Almost exactly two months ago, I wrote about how when it comes to controversial movies, especially when they’re about some aspect of the Israeli-Palestinian conflict, I am firmly on Team Show All the Films.
When there is an effort to cancel or block a one-off screening or an ongoing engagement of a film because of the content of the film or the position it takes on that particular conflict, I will always stand against it. This is true of the recent effort to cancel September 5 at the Alamo Drafthouse in Brooklyn, the various efforts to cancel on-campus showings of the Israel-skeptical documentary Israelism, and numerous other such controversies, both before and since October 7.
On Wednesday night, I attended a preview showing for the Israeli Film Festival of Philadelphia for a story I’m writing for next week. In case you don’t remember, last spring, anti-Israel protesters picketed that festival and even got a showing of a movie canceled at the Bryn Mawr Film Institute before a court intervened to force the screening to go ahead. This festival is going forward this year, although at different venues.
While scrolling my phone while waiting for the movie to start, I noticed a truly horrifying news story out of Florida: Per the Miami Herald, the mayor of Miami Beach wrote a letter demanding a local independent theater called O Cinema pull its engagement of No Other Land, the joint Israeli/Palestinian film that just won the Oscar for Best Documentary Feature. The theater, to their credit, refused the demand- and now the mayor, Steven Meiner, is threatening to end the lease of the O Cinema, which is owned by the city and leased to the theater organization.
This is absolutely vile and crosses a line that none of the above-mentioned controversies has, into full-on government censorship. For a government official to attempt to dictate what a movie theater can and can’t show is Soviet stuff, the sort of thing that I thought First Amendment law had definitively made a thing of the past in America. I expect a court order to go against Meiner and put a swift end to the affair.
Beyond the legality, this is just plain anti-art. It’s book-burning. It’s attempting to suppress ideas you don’t like with government force.

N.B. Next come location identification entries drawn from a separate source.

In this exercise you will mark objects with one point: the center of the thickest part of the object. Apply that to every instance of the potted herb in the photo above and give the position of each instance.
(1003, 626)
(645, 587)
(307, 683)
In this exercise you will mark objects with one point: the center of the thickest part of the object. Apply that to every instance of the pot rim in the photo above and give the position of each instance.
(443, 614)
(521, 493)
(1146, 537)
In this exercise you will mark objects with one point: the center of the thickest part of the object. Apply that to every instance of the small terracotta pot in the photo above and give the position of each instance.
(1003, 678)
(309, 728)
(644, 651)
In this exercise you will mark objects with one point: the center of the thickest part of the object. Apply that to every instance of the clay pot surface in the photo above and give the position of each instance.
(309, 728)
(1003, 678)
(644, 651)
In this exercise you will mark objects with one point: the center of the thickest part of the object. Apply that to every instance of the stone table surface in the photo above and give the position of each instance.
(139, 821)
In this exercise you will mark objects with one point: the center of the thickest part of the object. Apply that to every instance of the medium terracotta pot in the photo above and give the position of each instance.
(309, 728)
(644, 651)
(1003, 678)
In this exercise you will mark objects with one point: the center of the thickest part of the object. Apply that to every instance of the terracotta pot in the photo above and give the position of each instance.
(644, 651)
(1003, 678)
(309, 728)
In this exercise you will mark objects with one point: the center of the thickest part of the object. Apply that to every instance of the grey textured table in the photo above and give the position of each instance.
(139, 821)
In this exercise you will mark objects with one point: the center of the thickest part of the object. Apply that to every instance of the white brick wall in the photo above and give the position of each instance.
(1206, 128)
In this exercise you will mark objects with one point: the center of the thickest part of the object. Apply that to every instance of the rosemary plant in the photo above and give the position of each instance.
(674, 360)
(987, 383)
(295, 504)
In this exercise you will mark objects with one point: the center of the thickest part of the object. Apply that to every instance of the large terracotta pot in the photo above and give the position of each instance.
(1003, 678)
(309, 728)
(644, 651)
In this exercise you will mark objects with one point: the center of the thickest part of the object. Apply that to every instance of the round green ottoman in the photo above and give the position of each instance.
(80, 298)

The consequences of fake movie news
Just over a year ago, I wrote here about a particularly stupid bit of fake movie news: That Disney was eying Ayo Edebiri to star in a new reboot of the Pirates of the Carribean series. The sourcing for this rumor was almost comically thin- “noted scooper Daniel ‘DanielRPK’ Richtman” raised it on his paywalled Patreon, which was “relayed from beyond the paywall” by something called Hollywood Handle.